25 Aralık 2017 Pazartesi

PERVASIZ PERVANELERE DE İÇMEK LAZIMDIR ARADA

Blue Valentine.

Bir film blogu açmış olsaydım yazacak hayli şeyim olurdu muhtemelen ama ilgimi çeken bir şey değil bu...ancak bazı filmler suskunluğu imkansız kılıyor, "demesem olmaz şimdi" durumu yaratıyor.
Bu da onlardan. Dün akşam izledim, fena halde fenaydı, hala etkisindeyim. İlk fırsatta da tekrar izleyeceğim.
Film tanrısı bayağı iyi davranıyor son zamanlarda bana, Pleasantville için 19 gün önce yazmışım, ondan sonra da Celda 211'i izledim ki Pleasantville'den çok daha iyi bir filmdi o ama onun için  bir şey yazmadım...içimde bir şeyler söyleme ihtiyacı doğması için filmin çok iyi olması yetmiyor, hem çok iyi olması hem de içimde mevzular açması gerekiyor.

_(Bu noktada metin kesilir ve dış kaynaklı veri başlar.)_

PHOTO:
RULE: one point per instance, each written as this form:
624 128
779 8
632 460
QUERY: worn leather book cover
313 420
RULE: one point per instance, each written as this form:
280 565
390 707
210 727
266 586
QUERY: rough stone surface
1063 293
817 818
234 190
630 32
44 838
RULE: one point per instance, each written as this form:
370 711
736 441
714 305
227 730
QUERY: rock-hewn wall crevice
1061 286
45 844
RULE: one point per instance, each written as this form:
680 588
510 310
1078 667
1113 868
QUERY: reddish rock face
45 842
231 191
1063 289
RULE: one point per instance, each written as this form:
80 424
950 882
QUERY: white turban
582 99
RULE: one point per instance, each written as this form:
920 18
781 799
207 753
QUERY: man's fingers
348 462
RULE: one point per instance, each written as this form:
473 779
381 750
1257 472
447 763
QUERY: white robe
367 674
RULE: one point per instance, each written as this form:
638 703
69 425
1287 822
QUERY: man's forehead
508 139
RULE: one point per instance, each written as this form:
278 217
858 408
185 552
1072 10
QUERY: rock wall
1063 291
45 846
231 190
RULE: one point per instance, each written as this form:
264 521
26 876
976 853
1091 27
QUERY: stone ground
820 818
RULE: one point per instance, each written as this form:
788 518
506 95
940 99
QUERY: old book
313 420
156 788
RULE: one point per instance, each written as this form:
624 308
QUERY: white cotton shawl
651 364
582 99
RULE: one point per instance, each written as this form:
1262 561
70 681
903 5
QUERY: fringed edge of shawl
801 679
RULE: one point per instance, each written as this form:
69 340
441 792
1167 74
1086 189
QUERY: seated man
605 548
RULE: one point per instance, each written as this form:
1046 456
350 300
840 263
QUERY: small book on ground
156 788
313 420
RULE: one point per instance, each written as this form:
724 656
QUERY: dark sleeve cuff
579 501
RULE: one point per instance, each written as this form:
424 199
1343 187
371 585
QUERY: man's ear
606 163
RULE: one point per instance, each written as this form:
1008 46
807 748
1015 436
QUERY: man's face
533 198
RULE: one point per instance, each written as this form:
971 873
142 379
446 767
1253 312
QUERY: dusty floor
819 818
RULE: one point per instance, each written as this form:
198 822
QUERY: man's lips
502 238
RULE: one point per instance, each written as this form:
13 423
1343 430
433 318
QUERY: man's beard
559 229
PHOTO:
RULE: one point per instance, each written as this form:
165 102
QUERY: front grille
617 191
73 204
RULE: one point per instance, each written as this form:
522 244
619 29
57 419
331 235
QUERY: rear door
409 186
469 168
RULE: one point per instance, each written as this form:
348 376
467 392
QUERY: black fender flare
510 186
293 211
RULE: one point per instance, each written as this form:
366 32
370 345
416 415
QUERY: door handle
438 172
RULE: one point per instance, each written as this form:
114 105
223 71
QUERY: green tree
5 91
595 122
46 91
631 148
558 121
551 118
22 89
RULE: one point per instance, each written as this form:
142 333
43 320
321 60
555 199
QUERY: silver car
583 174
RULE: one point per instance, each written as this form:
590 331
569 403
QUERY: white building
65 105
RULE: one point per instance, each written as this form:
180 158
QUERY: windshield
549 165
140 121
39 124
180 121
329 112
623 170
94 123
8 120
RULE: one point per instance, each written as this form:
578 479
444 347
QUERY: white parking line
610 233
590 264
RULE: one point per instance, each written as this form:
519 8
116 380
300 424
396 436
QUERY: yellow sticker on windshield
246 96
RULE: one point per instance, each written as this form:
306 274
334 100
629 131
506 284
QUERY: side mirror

Filmin adını yanlış koymuşlar yalnız, "requiem for a love" olmalıymış.

Erkekler daha duygusal. Böyle özetliyor erkek kahramanımız çok karışık bir konuyu:


2,5 sene önce bir yazıda kadınlar için şunları demişim ki hala sözümün arkasındayım:
Kainatın kadına biçtiği rol mucizelerin öznesi olmasıdır. Erkek bu mucizelere en fazla aracılık edebilir... bu mucizelere maruz kalır, şahit olur ancak erkek. Bu yüzden en büyük şairler hep erkeklerden çıkar.

Erkek aşka inanır, kadınsa aşka inandırılmaya inanır.
Kadının aşktan anladığı özel hissetmektir, erkeğin durumuysa daha karışıktır çünkü o mucizeye şahit olduğunu hissedendir. Erkek, mucizenin kendisinden daha çok etkilenir mucizeden. 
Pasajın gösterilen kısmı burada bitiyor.